Bunun nedeni de aynıydı; Kıtlık Şövalyesi'nin bu sihirli güç parçasını emerek yeniden güç kazanmaya ihtiyacı vardı.
Gerard ilk günlerinde bir yüzbaşıya denkti. Eğer sihirli gücü gerçekten özümsemiş olsaydı, korkunç bir trajedi yaşanabilirdi.
"Bu tesis kristalize sihirli güç üretmek için mi kuruldu?"
Felicia devreyi incelerken mırıldandı. In-gong başını salladı ve sihirli güç kristaliyle ne yapacağını düşündü.
"Eğer Ay Işığı Özü gibi bir bitki olsaydı, onu yiyebilirdim.
Ne yazık ki, saf sihirli güçten oluşan bir kütleydi. Bu yüzden onu yiyerek özümsemek imkânsızdı.
"Fetih ile onu bastırmaya çalışabilirim.
Ancak, oldukça şüpheciydi. Fetih'in gücü Kıtlık'ın gücünden farklıydı. Kıtlığın gücü emme ve tüketme iken, Fetih hâkimiyet ve kontroldü. Ainkel'in bir tür büyü olan ejderha kalbinin aksine, kristal saf büyü gücünün bir koleksiyonuydu. Bu yüzden Fetih'in işe yarayacağı şüpheliydi.
'Usta, onu fethetmenize gerek yok. Önünüzdeki sihirli güç emilmek üzere yaratıldı. Usta ejderha kalbine sahip, bu yüzden onu özümseyebileceksin.
Endişelenmekle meşgulken Yeşil Rüzgar'ın sesini duydu. In-gong refleks olarak sordu,
"Emilmek için mi yapılmış?
"Bu doğru, hissedebiliyorum. Belki de Ainkel'in geride bıraktığı bilginin bir parçasıdır. Gözlerinizin önündeki sihirli güç özümseme amacıyla yapıldı. Sıradan bir insan çok fazla büyü gücü ememeyebilir ama Usta ejderha kalbine sahip. Bu, tamamlanmamış ejderha kalbinizin büyümesi için bir fırsat.

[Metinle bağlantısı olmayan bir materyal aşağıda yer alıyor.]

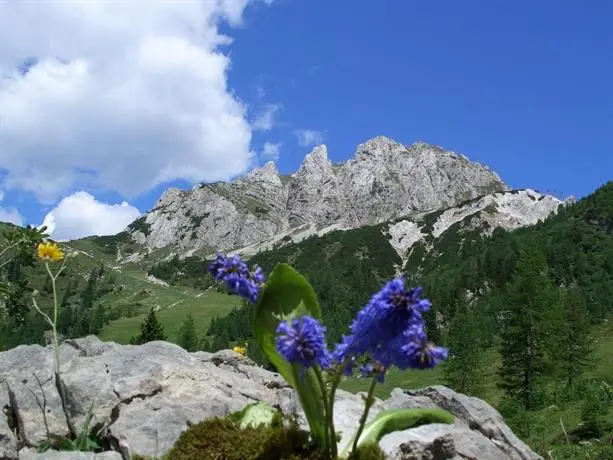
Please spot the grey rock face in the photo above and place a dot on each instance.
(144, 397)
(383, 180)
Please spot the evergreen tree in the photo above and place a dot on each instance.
(463, 370)
(150, 329)
(571, 339)
(188, 339)
(530, 294)
(97, 319)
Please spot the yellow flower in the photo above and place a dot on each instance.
(50, 251)
(239, 349)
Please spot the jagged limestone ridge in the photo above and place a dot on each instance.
(383, 180)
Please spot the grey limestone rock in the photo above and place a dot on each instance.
(143, 397)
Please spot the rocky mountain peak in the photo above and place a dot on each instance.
(267, 173)
(379, 146)
(384, 180)
(317, 159)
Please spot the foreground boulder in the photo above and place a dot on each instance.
(143, 397)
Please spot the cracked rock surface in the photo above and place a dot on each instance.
(144, 396)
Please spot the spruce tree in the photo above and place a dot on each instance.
(188, 339)
(530, 295)
(463, 370)
(571, 344)
(150, 329)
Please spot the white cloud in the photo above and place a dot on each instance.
(80, 215)
(11, 215)
(309, 137)
(123, 96)
(271, 151)
(265, 119)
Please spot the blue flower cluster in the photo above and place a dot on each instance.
(389, 330)
(303, 342)
(235, 273)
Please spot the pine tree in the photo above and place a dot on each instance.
(150, 329)
(463, 370)
(188, 339)
(97, 319)
(530, 295)
(571, 344)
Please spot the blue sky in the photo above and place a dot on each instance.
(524, 87)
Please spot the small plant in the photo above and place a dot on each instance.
(388, 331)
(81, 441)
(240, 349)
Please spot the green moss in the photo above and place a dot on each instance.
(221, 438)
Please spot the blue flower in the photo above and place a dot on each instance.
(303, 342)
(388, 313)
(418, 352)
(235, 273)
(373, 370)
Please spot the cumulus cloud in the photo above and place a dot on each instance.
(271, 151)
(265, 119)
(119, 96)
(11, 215)
(80, 215)
(309, 137)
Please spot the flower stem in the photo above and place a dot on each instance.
(368, 404)
(335, 382)
(56, 345)
(327, 441)
(56, 349)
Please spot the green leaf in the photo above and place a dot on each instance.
(287, 295)
(391, 420)
(255, 415)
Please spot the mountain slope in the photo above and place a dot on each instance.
(383, 180)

Sözleri kulağa makul geliyordu. Başından beri bu, enerji üreten ve başka yerlere gönderen bir enerji santraliydi.
'Tamamlanmamış ejderha kalbimin büyümesi için bir fırsat mı? Bu da ne demek oluyor?
'Usta, bir ejderha kalbinin gücünün sadece bu kadar olduğunu mu düşünüyorsunuz? Aura miktarı azdır, dolayısıyla büyü gücü çıkışı da azdır. Usta'da Ainkel'den bir parça ejderha kalbi var. Ustanın ejderha kalbi açlıktan ölüyor ve büyümesini sağlamak için midesini doldurmanız gerekiyor.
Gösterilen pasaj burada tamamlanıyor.